Ben's chest heaved. He was looking at Burton with a look that made Watson glance warningly at the officers who stood beside him. Burton went on with his nerve-trying deliberation.
"I went up to the Reservation with the hope of finding some one who would remember teaching young Selby how to tie the peculiar and unusual knot I had noticed. I found Ehimmeshunka, who makes the baskets, and the old chief Washitonka, who knew Ben's father, but I could not get them to talk about the old times. How did you get word to them to hold their tongue, Ben?"
Ben affected not to hear. Watson looked up in quick surprise as though he would have spoken, and then checked himself. The others, who understood by this time Burton's plan of exasperating Ben into speech, said nothing.

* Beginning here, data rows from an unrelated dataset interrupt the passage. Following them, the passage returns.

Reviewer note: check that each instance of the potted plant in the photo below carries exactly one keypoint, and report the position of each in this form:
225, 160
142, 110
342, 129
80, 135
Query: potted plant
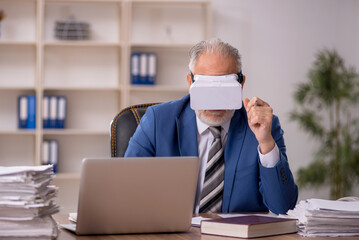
326, 110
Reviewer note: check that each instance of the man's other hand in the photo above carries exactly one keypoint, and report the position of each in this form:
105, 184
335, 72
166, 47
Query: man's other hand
260, 116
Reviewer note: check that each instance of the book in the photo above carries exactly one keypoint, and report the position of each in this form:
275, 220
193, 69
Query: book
22, 111
53, 112
143, 68
27, 112
332, 218
61, 111
135, 68
31, 117
151, 68
249, 226
46, 112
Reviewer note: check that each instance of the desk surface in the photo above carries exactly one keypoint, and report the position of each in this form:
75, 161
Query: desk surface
193, 234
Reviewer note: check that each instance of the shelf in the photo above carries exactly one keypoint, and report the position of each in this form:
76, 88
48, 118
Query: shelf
174, 46
18, 132
103, 18
75, 132
82, 89
67, 176
190, 2
88, 43
93, 75
157, 88
17, 88
17, 43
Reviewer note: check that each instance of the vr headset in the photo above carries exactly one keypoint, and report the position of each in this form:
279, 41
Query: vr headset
216, 92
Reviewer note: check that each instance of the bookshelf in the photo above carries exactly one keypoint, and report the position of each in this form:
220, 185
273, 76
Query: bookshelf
93, 74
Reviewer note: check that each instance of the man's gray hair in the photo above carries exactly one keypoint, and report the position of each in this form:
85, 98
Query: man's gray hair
213, 46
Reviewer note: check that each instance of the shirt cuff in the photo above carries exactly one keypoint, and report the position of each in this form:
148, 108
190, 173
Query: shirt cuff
270, 159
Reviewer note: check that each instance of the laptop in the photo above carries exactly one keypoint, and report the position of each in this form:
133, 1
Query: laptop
136, 195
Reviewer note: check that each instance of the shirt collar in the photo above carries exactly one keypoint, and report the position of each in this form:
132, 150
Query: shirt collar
201, 126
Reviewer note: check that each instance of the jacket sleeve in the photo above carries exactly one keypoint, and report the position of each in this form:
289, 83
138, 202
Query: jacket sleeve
142, 143
277, 184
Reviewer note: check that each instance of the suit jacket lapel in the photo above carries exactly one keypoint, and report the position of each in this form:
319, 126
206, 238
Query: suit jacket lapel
187, 132
233, 148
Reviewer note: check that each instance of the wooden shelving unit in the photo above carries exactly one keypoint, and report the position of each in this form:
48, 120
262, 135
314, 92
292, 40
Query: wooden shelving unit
94, 74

"Finally, just as I was leaving, Pahrunta, who sells the baskets to travellers at the station, gave me a clue. By the way," he added, turning to Ralston, "there was a bit of poetic justice in that. The first day I was in High Ridge, I saw Selby rudely strike away her arm, when she tried to stop him to speak to him. It was in revenge for that blow that she gave me the information I wanted and which I could not get from the others. She showed me an old daguerreotype with Selby's portrait in it. It must have been an old keepsake given by him in the early days when they were friends. There was another portrait in it also,--Ben's. Then it occurred to me that Ben was more likely to have learned basket making than Selby, because he had an aptitude for handicrafts. He had all the opportunities Selby had,--provided he could walk. In order to find out whether his paralysis was a sham, I arranged with Watson to have an alarm of fire given at such a time that I should have an opportunity of observing Ben immediately before and immediately after. I spilled a red powder over his clothing just as the alarm sounded. I left him alone in the room, and when I went back, five minutes later, I saw by the marks of the powder that he had left his chair, walked to the head of the stairs to look and listen, and gone back to his chair. That was all I needed to know."
Ben broke silence at last. "I should have killed you first," he said simply.
"All that was necessary after that was to catch him in the act," continued Burton. "Of course that was now merely a question of time and watchfulness, since we knew his secret, but he walked into the first trap we set. I told him Henry was to be free for one day only, and hinted that it would be bad for his reputation if anything happened to Watson, who was opposed to letting him out,--which was a fact! It was the old situation; an opportunity to throw suspicion on Henry. He took the bait."
"And all these years he has been able to walk!" exclaimed Ralston. "The cunning of it! And the patience! How did you always know so surely how to strike, Ben?"